Na prática, o preço médio da gasolina A vendida pela Petrobras passará de R$ 2,57 para R$ 2,61 por litro. A gasolina A é o combustível puro comercializado pelas refinarias às distribuidoras. Depois, ela recebe a mistura obrigatória de 30% de etanol anidro e se transforma na gasolina C, que é a vendida nos postos aos motoristas.

Segundo a Petrobras, considerando essa mistura, a parcela da estatal no preço final ao consumidor deve passar de R$ 1,80 para R$ 1,83 por litro. Ou seja, o efeito estimado nas bombas seria de até R$ 0,03 por litro. O preço final, no entanto, também depende de impostos, margens de distribuidoras, revendedores e da dinâmica de cada mercado local.
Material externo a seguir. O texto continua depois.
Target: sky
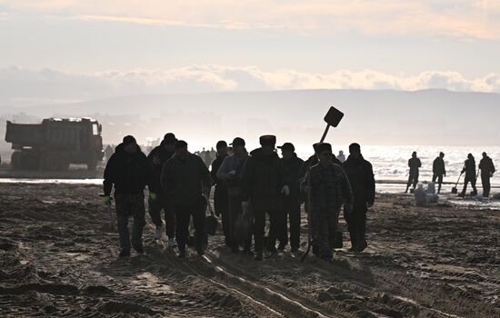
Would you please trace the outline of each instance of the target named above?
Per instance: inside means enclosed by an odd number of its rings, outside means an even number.
[[[500,1],[0,0],[0,105],[172,93],[500,93]]]

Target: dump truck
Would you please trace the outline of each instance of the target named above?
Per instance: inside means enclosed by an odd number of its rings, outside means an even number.
[[[103,160],[102,125],[91,118],[48,118],[41,124],[7,121],[14,170],[65,171],[71,164],[95,170]]]

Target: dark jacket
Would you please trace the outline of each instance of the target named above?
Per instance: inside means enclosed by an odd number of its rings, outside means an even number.
[[[410,158],[408,160],[408,166],[410,167],[410,174],[416,175],[418,174],[418,168],[422,166],[422,163],[418,158]]]
[[[174,154],[165,163],[160,181],[167,204],[181,206],[195,204],[202,198],[202,183],[207,188],[212,184],[206,165],[193,154],[189,154],[185,160]]]
[[[255,209],[277,209],[285,185],[283,164],[276,153],[265,155],[261,148],[250,154],[242,175],[244,200]]]
[[[446,169],[445,168],[445,160],[441,157],[437,157],[433,163],[433,174],[435,175],[446,174]]]
[[[475,180],[475,160],[467,159],[464,164],[462,174],[465,173],[465,180]]]
[[[479,169],[481,169],[481,175],[490,176],[492,174],[495,174],[495,164],[493,164],[493,160],[490,157],[483,157],[479,162]]]
[[[155,181],[156,182],[157,188],[161,188],[160,176],[162,175],[163,166],[168,159],[172,158],[174,152],[168,152],[166,151],[166,149],[165,149],[164,142],[162,142],[160,145],[155,147],[147,155],[147,160],[149,161],[149,164],[155,169]],[[155,156],[158,156],[158,159],[160,160],[160,163],[158,164],[155,164],[153,163],[153,158]]]
[[[363,156],[354,159],[349,155],[344,163],[344,171],[351,184],[355,194],[355,204],[371,204],[375,202],[375,183],[372,164]]]
[[[283,163],[284,173],[285,173],[285,184],[290,188],[290,197],[298,198],[300,194],[300,170],[304,164],[304,160],[297,157],[294,154],[293,157],[290,160],[285,160],[281,158]]]
[[[212,171],[210,172],[210,175],[212,176],[212,185],[215,186],[215,192],[214,193],[214,200],[215,201],[225,201],[227,197],[227,184],[225,181],[220,180],[217,178],[217,171],[219,171],[219,168],[222,165],[222,163],[224,162],[224,159],[227,157],[226,155],[217,155],[215,160],[212,163]],[[215,205],[218,205],[215,204]]]
[[[110,195],[113,185],[115,192],[119,194],[138,194],[146,185],[151,192],[156,193],[156,183],[153,174],[153,168],[139,146],[135,154],[128,154],[125,151],[124,144],[120,144],[105,169],[105,195]]]

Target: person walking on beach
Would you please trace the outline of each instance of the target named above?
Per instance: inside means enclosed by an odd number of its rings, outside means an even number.
[[[290,188],[290,195],[282,196],[282,218],[279,233],[278,249],[283,251],[288,244],[288,219],[290,220],[290,247],[292,253],[298,251],[300,246],[300,177],[299,171],[304,160],[295,154],[295,147],[291,143],[285,143],[281,149],[285,183]]]
[[[256,261],[263,258],[265,214],[269,214],[270,223],[267,251],[271,253],[277,253],[280,196],[290,194],[290,188],[285,184],[283,164],[275,152],[276,137],[263,135],[259,141],[261,147],[250,153],[251,156],[245,165],[242,177],[245,194],[242,206],[246,210],[250,203],[254,213],[254,248]]]
[[[243,174],[243,167],[249,158],[248,153],[245,148],[245,140],[236,137],[231,144],[233,146],[233,154],[226,156],[219,170],[217,171],[217,179],[223,181],[227,186],[228,194],[228,215],[227,215],[227,230],[225,230],[226,245],[231,248],[231,252],[239,252],[239,243],[236,240],[238,234],[235,233],[235,224],[238,217],[243,214],[243,189],[241,185],[241,178]],[[225,234],[227,231],[227,234]],[[243,242],[244,253],[250,254],[250,247],[252,244],[252,234]]]
[[[212,163],[212,170],[210,171],[212,185],[215,186],[214,193],[214,207],[215,209],[215,215],[222,217],[222,229],[225,239],[225,244],[229,246],[231,234],[229,233],[230,221],[228,215],[227,186],[224,180],[217,177],[217,172],[225,157],[227,157],[227,143],[221,140],[217,142],[215,148],[217,149],[217,157]]]
[[[437,194],[441,193],[441,185],[443,184],[443,177],[446,176],[446,169],[445,168],[445,154],[439,153],[439,156],[433,163],[433,183],[437,180]]]
[[[205,210],[212,180],[203,160],[187,151],[187,143],[179,140],[175,154],[164,165],[161,184],[166,195],[168,208],[175,212],[175,237],[179,257],[185,257],[189,221],[193,216],[195,247],[204,254]]]
[[[467,160],[465,160],[462,174],[465,173],[465,181],[464,182],[464,190],[458,194],[458,196],[465,197],[467,192],[467,184],[471,183],[472,193],[471,195],[477,195],[477,189],[475,188],[475,181],[477,175],[475,174],[475,159],[472,154],[467,154]]]
[[[105,204],[111,204],[111,190],[115,186],[116,218],[120,236],[120,257],[130,256],[128,218],[134,217],[132,246],[138,253],[144,253],[142,241],[145,225],[144,190],[149,188],[149,199],[156,200],[156,182],[147,157],[137,145],[135,139],[127,135],[116,146],[115,154],[107,161],[104,175]]]
[[[311,167],[302,182],[302,188],[310,195],[308,211],[313,253],[324,260],[333,258],[335,236],[338,227],[338,215],[352,210],[354,197],[349,180],[338,164],[334,164],[330,144],[315,144],[319,164]],[[310,192],[310,194],[308,194]]]
[[[174,155],[174,145],[177,142],[177,138],[172,133],[165,134],[160,145],[155,147],[151,153],[147,155],[147,159],[153,168],[155,169],[155,179],[157,183],[158,188],[160,185],[160,177],[162,174],[162,168],[166,161]],[[155,201],[149,201],[149,215],[151,221],[156,226],[155,232],[155,238],[161,239],[163,233],[163,221],[162,221],[162,210],[165,213],[165,221],[166,224],[165,232],[168,238],[168,247],[174,248],[175,237],[175,214],[173,209],[166,205],[166,198],[163,191],[158,193],[158,197]]]
[[[490,196],[491,184],[490,179],[495,174],[495,164],[493,160],[488,157],[486,153],[483,153],[483,159],[479,162],[479,169],[481,169],[481,183],[483,184],[483,197]]]
[[[413,184],[412,190],[415,190],[416,184],[418,184],[419,169],[422,166],[420,159],[416,156],[416,152],[412,154],[412,157],[408,160],[408,167],[410,168],[410,175],[408,177],[408,183],[406,184],[405,194],[408,193],[410,185]]]
[[[351,211],[345,209],[344,217],[351,236],[351,252],[363,252],[367,246],[366,213],[375,203],[375,183],[372,164],[365,160],[358,144],[349,145],[349,157],[344,163],[355,196]]]

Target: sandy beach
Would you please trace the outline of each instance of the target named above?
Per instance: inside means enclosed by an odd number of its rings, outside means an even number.
[[[500,214],[377,194],[369,248],[333,263],[286,253],[256,263],[209,238],[185,260],[154,241],[118,259],[101,188],[0,184],[3,317],[495,317]],[[306,247],[303,215],[302,248]],[[345,241],[348,241],[343,220]],[[302,252],[301,252],[302,253]]]

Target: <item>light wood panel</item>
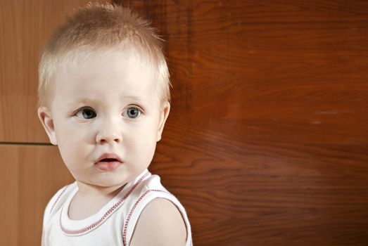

O desconto aplicado pela Petrobras ocorre dentro da política de subvenção econômica definida pelo governo federal para tentar reduzir o impacto da alta internacional do petróleo sobre os combustíveis. A medida prevê subsídio de R$ 0,44 por litro de gasolina e tem validade de dois meses.
A alta no petróleo foi provocada pelo agravamento dos conflitos no Oriente Médio, que pressionaram o mercado internacional e encareceram a commodity. Com isso, o governo passou a bancar parte do valor para produtores e importadores, por meio da Agência Nacional do Petróleo, Gás Natural e Biocombustíveis (ANP).
O reajuste já era esperado pelo mercado. No fim de abril, a presidente da Petrobras, Magda Chambriard, havia indicado que a estatal poderia rever os preços nas refinarias caso houvesse uma medida federal para compensar parte do custo dos combustíveis. A decisão é vista como uma forma de reduzir a defasagem em relação ao preço internacional do petróleo, sem repassar todo o impacto ao consumidor final.